The last thing a parent wants to see or hear is a coach telling the kids on the team to purposely lose.  Yes!  I said it!  Purposely lose so that another team can’t advance in tournament play.  If you frequent the baseball fields you’ve seen or heard about this happening!  Let’s dispel the myth….it really does happen.  Don’t be that parent or coach.  Play sports to your best ability whether your team has a shot to advance or not.  It should seem like the obvious thing to some but it really isn’t.  Parents and coaches act crazy.  They can get vindictive towards other teams.  What parents forget is that they are setting an example to their child.  Don’t be that parent that allows this.  Don’t be the parent that makes excuses for the adults to allow that to happen.  Speak with your child about sportsmanship and not throwing in the towel.  Play the best until the end and always finish never giving up.  These are obvious lessons to some people and should be common sense.  An adult shouldn’t tell a player on any team to purposely lose.  Don’t be that parent or coach!

Blame others on the team

Can we be honest for a minute?
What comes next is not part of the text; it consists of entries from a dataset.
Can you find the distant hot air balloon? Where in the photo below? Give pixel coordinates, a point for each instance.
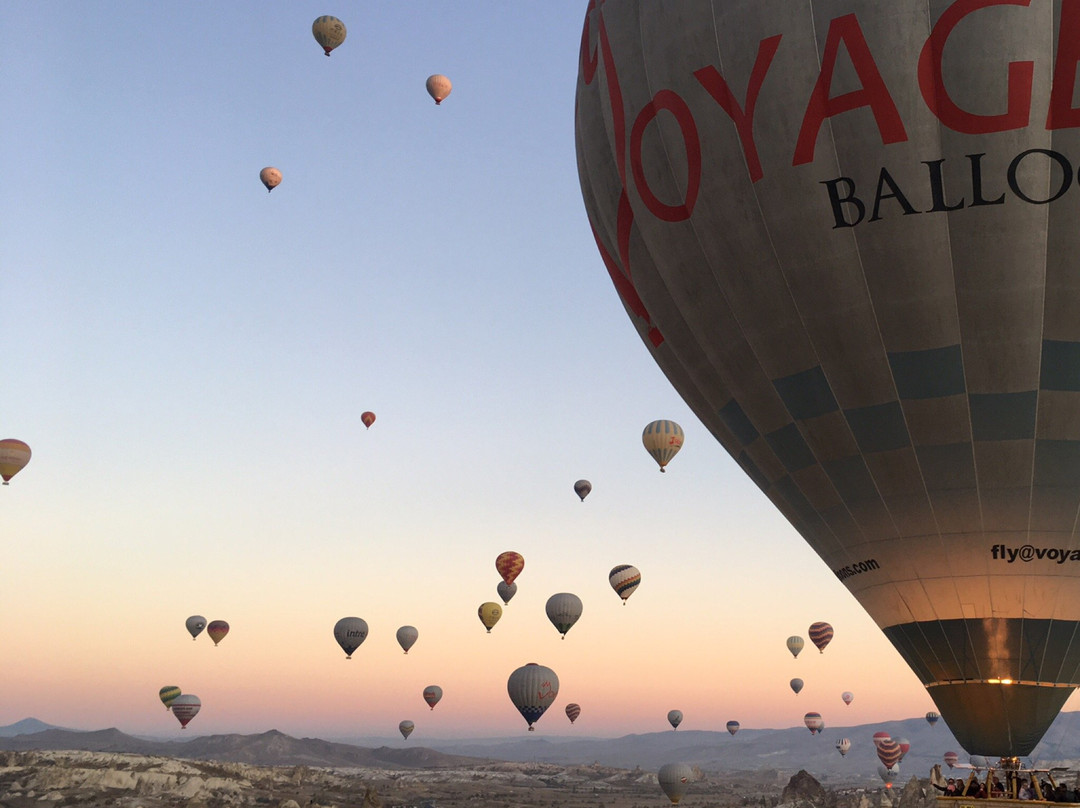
(270, 177)
(564, 609)
(186, 708)
(328, 31)
(14, 455)
(406, 636)
(847, 237)
(624, 580)
(532, 689)
(194, 625)
(673, 779)
(662, 441)
(507, 591)
(350, 633)
(795, 645)
(167, 695)
(432, 694)
(509, 565)
(572, 711)
(216, 630)
(439, 88)
(489, 614)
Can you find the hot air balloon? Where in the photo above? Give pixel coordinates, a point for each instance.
(270, 177)
(673, 779)
(795, 645)
(624, 580)
(14, 455)
(532, 689)
(509, 565)
(328, 31)
(216, 630)
(507, 591)
(847, 238)
(439, 88)
(564, 609)
(167, 695)
(407, 636)
(821, 634)
(489, 614)
(432, 694)
(186, 708)
(662, 441)
(194, 624)
(350, 633)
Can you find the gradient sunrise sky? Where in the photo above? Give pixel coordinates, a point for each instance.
(188, 358)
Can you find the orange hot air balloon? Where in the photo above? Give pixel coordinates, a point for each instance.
(510, 565)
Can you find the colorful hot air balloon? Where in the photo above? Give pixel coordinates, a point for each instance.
(432, 694)
(186, 708)
(270, 177)
(795, 645)
(439, 88)
(673, 779)
(489, 614)
(662, 441)
(564, 609)
(821, 634)
(194, 624)
(407, 636)
(350, 633)
(572, 711)
(328, 31)
(167, 695)
(14, 455)
(509, 565)
(846, 234)
(216, 631)
(624, 580)
(532, 689)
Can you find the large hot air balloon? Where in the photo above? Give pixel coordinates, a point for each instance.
(186, 708)
(439, 88)
(509, 565)
(662, 441)
(328, 31)
(194, 624)
(564, 609)
(532, 689)
(673, 779)
(350, 633)
(821, 634)
(846, 232)
(407, 636)
(624, 580)
(14, 455)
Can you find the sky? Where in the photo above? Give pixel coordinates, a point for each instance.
(188, 358)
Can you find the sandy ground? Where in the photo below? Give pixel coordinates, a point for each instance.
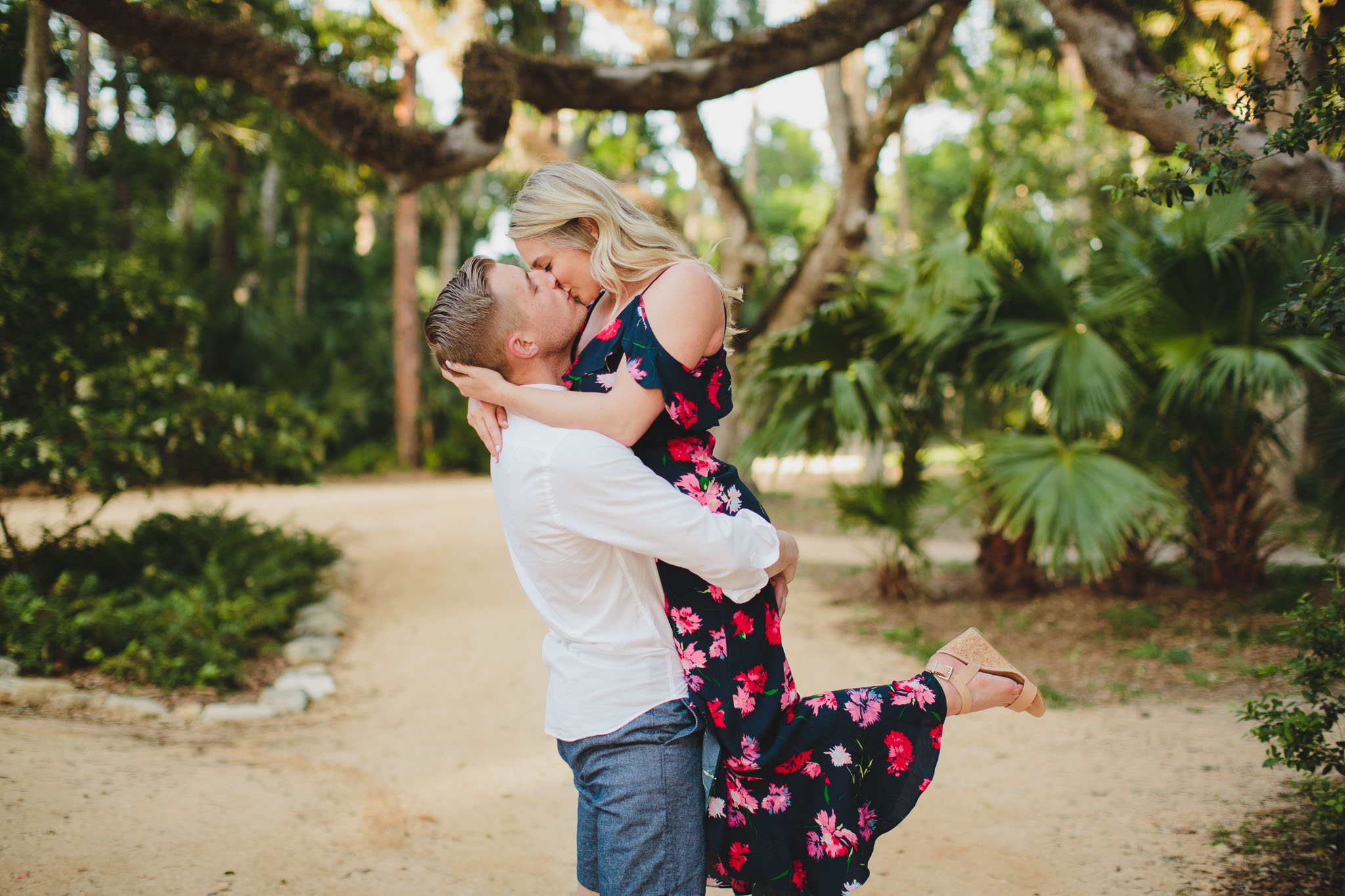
(428, 773)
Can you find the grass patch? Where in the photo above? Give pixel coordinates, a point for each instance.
(912, 640)
(1132, 621)
(183, 602)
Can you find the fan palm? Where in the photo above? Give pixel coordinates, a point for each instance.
(1199, 288)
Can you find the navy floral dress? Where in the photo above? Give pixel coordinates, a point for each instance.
(803, 786)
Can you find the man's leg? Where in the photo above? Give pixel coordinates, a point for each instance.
(643, 784)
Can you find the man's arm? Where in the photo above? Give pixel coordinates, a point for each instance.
(603, 492)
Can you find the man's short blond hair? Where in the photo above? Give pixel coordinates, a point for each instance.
(467, 324)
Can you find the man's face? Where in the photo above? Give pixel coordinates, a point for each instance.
(545, 312)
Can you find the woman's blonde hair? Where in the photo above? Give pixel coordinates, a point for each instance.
(631, 244)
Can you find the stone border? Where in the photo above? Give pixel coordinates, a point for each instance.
(317, 636)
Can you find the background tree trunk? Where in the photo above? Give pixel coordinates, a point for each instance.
(303, 246)
(37, 147)
(407, 340)
(84, 114)
(231, 213)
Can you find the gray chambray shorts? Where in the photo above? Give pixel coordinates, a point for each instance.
(642, 805)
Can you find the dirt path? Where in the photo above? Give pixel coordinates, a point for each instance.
(428, 773)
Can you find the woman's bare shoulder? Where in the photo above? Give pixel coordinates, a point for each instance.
(686, 312)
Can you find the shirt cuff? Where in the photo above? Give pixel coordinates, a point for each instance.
(762, 558)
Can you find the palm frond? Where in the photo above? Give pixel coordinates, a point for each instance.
(1076, 498)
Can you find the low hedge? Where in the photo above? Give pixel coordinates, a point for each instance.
(183, 601)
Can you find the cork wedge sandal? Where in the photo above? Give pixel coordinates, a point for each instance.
(973, 649)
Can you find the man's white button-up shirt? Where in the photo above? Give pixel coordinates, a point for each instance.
(584, 522)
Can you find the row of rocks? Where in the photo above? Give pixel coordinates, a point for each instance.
(317, 634)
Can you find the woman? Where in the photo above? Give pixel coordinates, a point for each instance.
(805, 785)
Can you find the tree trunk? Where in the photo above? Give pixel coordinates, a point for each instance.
(120, 163)
(303, 246)
(37, 146)
(231, 213)
(407, 339)
(84, 114)
(449, 253)
(743, 250)
(1006, 565)
(845, 230)
(269, 215)
(1232, 512)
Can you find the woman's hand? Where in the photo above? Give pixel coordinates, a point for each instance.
(487, 419)
(477, 382)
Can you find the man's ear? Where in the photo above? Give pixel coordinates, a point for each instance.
(519, 345)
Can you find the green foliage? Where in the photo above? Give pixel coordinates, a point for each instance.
(183, 601)
(99, 375)
(1300, 729)
(1218, 164)
(1075, 496)
(1133, 621)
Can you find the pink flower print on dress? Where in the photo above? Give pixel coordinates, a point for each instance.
(912, 691)
(745, 761)
(713, 389)
(692, 657)
(752, 679)
(682, 410)
(739, 794)
(716, 710)
(705, 463)
(709, 498)
(794, 763)
(686, 620)
(772, 626)
(735, 499)
(682, 449)
(778, 800)
(837, 842)
(789, 694)
(718, 644)
(868, 821)
(822, 702)
(865, 706)
(899, 752)
(839, 757)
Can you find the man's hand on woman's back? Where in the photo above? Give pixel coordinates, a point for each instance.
(782, 571)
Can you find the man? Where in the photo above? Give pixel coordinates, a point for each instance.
(584, 521)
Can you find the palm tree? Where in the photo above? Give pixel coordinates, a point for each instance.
(1199, 288)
Parents make excuses for their children and often times put their child on a pedestal.  Don’t be that parent.  Team sports take a team to win.  Individuals have to pull and work together to achieve the common goal of winning.  Don’t be that parent that blames a child for not pitching a perfect game.  Don’t be the mother that says her kid would’ve done better if the others on the team would contribute more.  Don’t be the father that thinks their child is perfect.  Believe it or not, this exists in youth sports today.  Walk around a field or court and you hear parents on the sidelines talking.  Don’t be that parent that everyone talks about behind their back.  Believe it or not, they really do!  If you feel the need to have to “Talk up your child”, do it at home where you can brag about their accolades in private.  Just don’t be that parent!

Arguing and Fighting

The last thing anyone wants to see are adults arguing over a call or finish.  Parents need to remember the proper channels and procedures for handling bad calls.  Yelling rarely accomplishes anything.  Know where the lead umpires and game moderators are located.  Seek them out when there is a decision that is disagreeable.  That is their job and so many times they are overlooked.  Coaches end up fighting with each other.  The children are watching this and seeing what is allowed and acceptable behavior.  Many times the parents in the stands even get involved in the yelling and fighting with each other.  Don’t be that parent!  If you didn’t like the call during the game, don’t make a spectacle of yourself.  Seek out the correct people and make your complaint known to them.  Sometimes it even means having to write a letter to the league and those in charge.  Take care of the controversial situation in a proper manner.  Children are watching how adults handle themselves in hard situations.  Be a positive model for your child.

When attending your child’s sports events, it’s important to remember a few key pieces of advice.  Remember that children are watching the adults in charge.  These are impressionable children who will become adults before too long.  Don’t be that parent or coach that models poorly.  Take the high road…it’s not easy but well worth it.  Just don’t be THAT parent!